The room was completely silent. The manifest the Curator sent us wasn't a deceit to damage Antonio. It was the truth of his father's failed plan. Antonio Moretti hadn't been a criminal. He had been a vigilante, a flawed man trying to fight a secret war who had been betrayed from within. He hadn't just been murdered; he had been outplayed.
Dante sank into the chair at the head of the table, his head in his hands. The sound he made was not a word, but a low, aching groan of pain so deep it had no name. He wasn't the son of a perfect martyr. He was the son of a complicated, proud, and tragic man who made one fatal mistake: he trusted the wrong friend.
"He wasn't a victim," I whispered, finally understanding. "He was a soldier. And this..." I placed my hand on the ledger. "This was his weapon."
"Jacques Dubois started this ledger the day after Antonio confided in him," Elias said softly, piecing it together. "He knew the gambit would fail. This book… this was his backup plan. His life's work. To finish the war his friend had started."

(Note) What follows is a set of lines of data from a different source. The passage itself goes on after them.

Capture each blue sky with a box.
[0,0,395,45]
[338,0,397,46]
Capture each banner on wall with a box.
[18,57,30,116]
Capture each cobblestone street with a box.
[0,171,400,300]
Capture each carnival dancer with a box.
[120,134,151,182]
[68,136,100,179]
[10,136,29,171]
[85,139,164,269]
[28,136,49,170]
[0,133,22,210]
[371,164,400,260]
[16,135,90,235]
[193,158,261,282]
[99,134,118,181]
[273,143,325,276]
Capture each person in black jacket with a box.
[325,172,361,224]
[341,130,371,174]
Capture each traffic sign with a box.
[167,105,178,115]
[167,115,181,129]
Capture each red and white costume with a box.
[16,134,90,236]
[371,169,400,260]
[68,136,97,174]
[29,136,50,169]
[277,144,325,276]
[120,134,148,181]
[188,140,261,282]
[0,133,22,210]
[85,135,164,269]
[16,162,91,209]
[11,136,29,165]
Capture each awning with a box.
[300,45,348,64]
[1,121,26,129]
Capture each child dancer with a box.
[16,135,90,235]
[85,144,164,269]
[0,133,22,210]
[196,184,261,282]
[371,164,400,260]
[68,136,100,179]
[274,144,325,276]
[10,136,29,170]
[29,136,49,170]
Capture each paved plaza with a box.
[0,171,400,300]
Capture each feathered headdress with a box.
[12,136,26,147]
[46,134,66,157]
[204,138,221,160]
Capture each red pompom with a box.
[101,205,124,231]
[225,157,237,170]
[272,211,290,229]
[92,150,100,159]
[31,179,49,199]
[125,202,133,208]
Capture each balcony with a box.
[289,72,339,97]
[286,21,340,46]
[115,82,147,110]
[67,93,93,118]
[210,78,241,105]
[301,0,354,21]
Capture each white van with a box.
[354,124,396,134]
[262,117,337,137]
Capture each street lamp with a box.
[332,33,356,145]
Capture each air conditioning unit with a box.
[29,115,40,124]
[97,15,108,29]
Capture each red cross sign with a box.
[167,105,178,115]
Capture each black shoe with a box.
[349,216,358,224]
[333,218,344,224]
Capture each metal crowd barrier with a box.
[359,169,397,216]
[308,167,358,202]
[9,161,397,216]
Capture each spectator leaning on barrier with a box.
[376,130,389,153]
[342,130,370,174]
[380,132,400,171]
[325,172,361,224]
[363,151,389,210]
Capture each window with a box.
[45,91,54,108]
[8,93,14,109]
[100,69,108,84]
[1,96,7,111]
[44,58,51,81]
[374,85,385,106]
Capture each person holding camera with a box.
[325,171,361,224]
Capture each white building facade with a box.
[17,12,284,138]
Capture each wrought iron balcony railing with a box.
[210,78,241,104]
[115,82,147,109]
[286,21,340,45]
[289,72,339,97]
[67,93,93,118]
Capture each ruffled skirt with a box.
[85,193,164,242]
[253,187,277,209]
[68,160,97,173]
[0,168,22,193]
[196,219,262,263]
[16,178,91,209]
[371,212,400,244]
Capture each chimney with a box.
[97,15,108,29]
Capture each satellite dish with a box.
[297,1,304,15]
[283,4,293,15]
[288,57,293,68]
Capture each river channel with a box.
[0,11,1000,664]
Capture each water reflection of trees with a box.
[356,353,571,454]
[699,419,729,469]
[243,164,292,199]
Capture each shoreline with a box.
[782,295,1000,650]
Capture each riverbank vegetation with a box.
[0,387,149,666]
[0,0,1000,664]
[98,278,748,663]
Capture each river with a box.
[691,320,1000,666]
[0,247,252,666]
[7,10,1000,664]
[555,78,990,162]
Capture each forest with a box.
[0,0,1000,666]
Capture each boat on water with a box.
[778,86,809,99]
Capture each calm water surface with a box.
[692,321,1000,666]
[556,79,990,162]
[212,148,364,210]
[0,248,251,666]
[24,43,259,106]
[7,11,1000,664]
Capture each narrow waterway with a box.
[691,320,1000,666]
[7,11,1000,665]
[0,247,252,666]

Dante slowly raised his head. The wild, shattered grief in his eyes faded. In its place was a new, chilling clarity. The doubt that had gnawed at him, the poison of the manifest, was gone. The truth, with all its tragic complexity, had liberated him. His quest was no longer just for revenge.
It was for inheritance.
He was his father's son, and the war was not over.
"Elias," Dante said, his voice a steady rumble of a reinforced foundation. "I want a full threat analysis on every name in this book. Nyx, I want a digital footprint for every corporation, every account. We are going to systematically, piece by piece, dismantle the Ouroboros. We are going to finish what my father started."
"Boss," Nyx said, her fingers already racing across her keyboard, her eyes wide with shock. "You need to see this."
She turned her monitor for all of us to see. She had been searching the names in the ledger, cross-referencing them with current global operations.
"The London Edict," she said, pointing to the second chapter in the ledger. "The Syndicate's financial arm. It's run by a shell company. I just broke their firewall."
On the screen was a list of their current active assets. Their most recent high-value acquisition. The one they secured just this month.
It was a name I recognized. A name that sent chills down my spine.
Alistair & Finch. Human Rights Law.
The Curator hadn't just been a member. He had sold his own legacy, his own firm, to the very people he worked for. But the entry showed the transaction as "pending."
"They don't own it yet," I breathed, my mind racing. "Dante, you do. You bought it first."
"Finch was trying to sell it out from under me," Dante realized, a slow, dangerous smile spreading across his face. "He was trying to secure his golden parachute."
"Which means," Nyx said, her own smile matching his, "that we don't just have a list of their past crimes. We have an active, multi-billion-dollar asset they think is theirs. But it's yours. We are inside their vault. We hold the keys to their main bank."
The hunt was over. The war had become a game of infiltration. For the first time, we weren't just reacting. We were in control.